Japanese economy on brink of recession
Oct-Dec GDP shrinks much faster than expected as sales tax hike hits private consumption
“There’s a pretty good chance the economy will suffer another contraction in January-March. The virus will mainly hit inbound tourism and exports, but could also weigh on domestic consumption quite a lot,” said Taro Saito, executive research fellow at NLI Research Institute.
“If this epidemic is not contained by the time of the Tokyo Olympic Games, the damage to the economy will be huge,” he said.
Japan’s gross domestic product (GDP) shrank an annualised 6.3% in the OctoberDecember period, government data showed yesterday, much faster than a median market forecast for a 3.7% drop and the first decline in five quarters.
It was the biggest fall since the second quarter of 2014, when consumption crumbled after a sales tax hike in April of that year.
The weak data also comes amid signs of struggle in the wider region with the coronavirus, leaving Japan vulnerable to a recession – defined as two consecutive quarters of contraction.
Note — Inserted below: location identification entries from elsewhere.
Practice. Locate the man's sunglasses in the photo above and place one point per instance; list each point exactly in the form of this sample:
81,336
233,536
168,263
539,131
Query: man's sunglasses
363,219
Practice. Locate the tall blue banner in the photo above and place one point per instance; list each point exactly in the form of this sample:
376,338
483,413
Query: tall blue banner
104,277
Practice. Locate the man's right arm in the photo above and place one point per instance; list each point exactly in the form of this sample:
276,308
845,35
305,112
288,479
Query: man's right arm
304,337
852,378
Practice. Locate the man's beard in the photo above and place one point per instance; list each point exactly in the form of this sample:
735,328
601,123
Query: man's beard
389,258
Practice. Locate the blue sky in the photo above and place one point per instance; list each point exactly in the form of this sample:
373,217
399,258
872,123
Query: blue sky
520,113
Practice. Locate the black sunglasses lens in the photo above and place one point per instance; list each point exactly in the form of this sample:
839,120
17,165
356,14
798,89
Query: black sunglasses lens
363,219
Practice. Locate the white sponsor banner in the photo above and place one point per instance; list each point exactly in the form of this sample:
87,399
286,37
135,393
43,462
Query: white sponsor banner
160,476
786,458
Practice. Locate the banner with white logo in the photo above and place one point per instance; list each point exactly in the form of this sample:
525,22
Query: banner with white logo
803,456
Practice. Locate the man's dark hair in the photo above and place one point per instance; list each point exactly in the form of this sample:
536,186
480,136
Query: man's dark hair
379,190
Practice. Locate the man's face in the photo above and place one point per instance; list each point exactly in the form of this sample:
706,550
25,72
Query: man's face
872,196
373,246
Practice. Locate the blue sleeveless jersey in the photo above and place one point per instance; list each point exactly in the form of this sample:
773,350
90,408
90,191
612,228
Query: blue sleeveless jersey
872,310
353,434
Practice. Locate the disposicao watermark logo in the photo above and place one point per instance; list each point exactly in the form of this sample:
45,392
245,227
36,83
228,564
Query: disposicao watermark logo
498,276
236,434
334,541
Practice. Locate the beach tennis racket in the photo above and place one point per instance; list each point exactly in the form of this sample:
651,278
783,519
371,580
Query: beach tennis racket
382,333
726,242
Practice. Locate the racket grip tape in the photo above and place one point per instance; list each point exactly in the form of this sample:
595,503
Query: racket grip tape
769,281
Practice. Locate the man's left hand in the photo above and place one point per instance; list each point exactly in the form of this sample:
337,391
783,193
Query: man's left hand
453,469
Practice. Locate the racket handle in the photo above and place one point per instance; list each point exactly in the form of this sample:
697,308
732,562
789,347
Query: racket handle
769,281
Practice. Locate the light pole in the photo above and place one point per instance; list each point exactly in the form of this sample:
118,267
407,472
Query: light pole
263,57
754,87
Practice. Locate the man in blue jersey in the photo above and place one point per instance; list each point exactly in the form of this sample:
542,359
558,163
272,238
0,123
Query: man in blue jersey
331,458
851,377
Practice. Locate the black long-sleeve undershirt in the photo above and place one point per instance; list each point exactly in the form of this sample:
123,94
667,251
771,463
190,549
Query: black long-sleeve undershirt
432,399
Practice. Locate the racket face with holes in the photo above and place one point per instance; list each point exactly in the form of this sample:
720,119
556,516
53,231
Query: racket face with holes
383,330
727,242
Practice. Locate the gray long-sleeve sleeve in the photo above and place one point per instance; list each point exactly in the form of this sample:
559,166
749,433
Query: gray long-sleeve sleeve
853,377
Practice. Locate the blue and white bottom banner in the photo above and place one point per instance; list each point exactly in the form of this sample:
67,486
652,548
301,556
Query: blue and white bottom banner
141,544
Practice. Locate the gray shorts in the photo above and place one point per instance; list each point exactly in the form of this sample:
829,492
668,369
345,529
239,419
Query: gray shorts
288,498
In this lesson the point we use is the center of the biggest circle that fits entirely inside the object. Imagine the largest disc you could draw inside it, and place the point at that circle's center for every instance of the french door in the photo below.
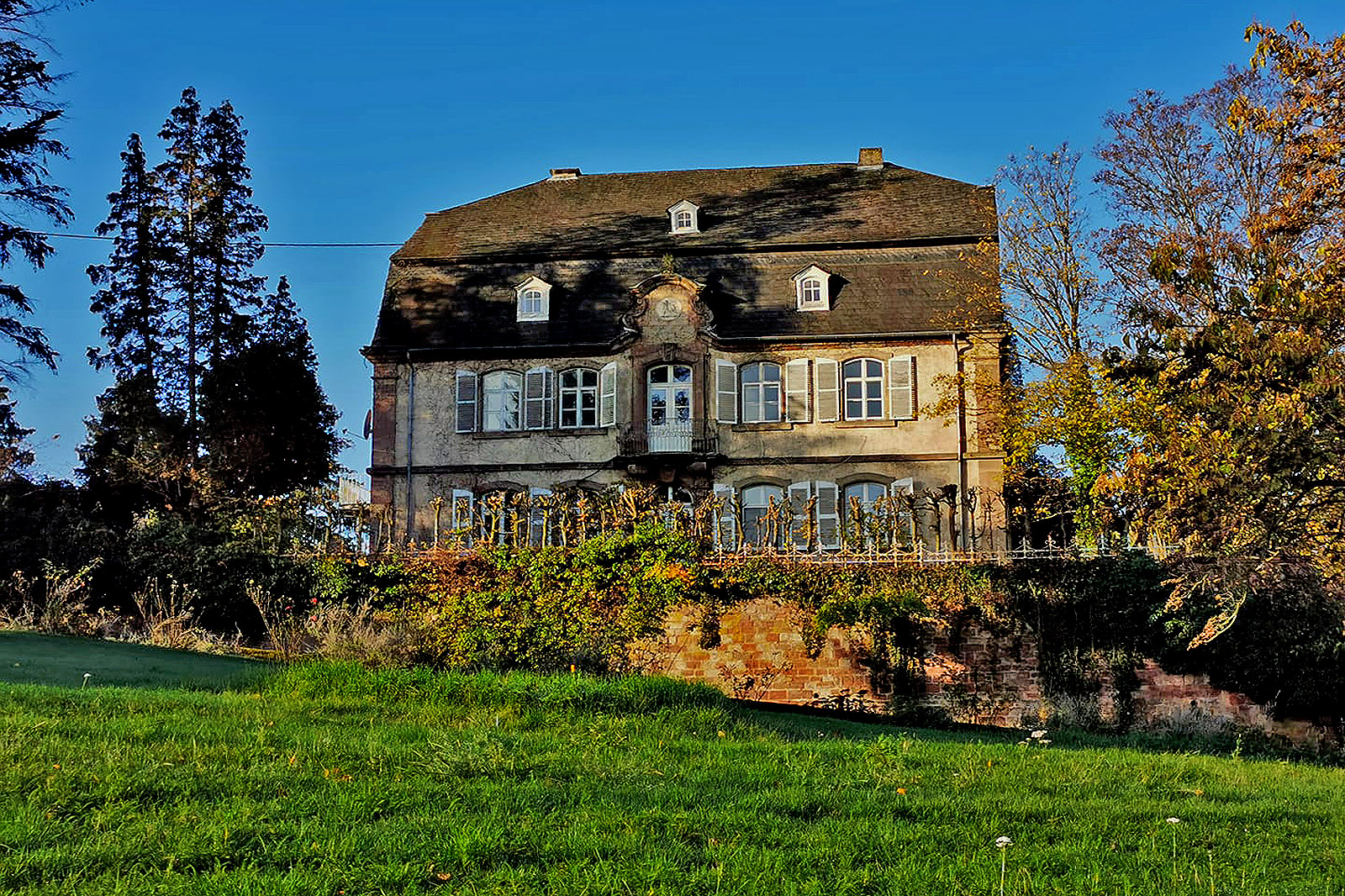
(670, 408)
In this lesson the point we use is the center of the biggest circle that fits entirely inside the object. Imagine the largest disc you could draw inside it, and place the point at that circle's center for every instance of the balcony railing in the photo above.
(672, 437)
Japanese stocks slipped on the recession prospects with the Nikkei average down 0.7%.
The sales tax increase in October last year – as well as unusually warm weather that hurt sales of winter items – weighed on private consumption, which sank a bigger-thanexpected 2.9%, marking the first drop in five quarters.
Capital expenditure fell 3.7% in the fourth quarter, much faster than a median forecast for a 1.6% drop and the first decline in three quarters, the data showed.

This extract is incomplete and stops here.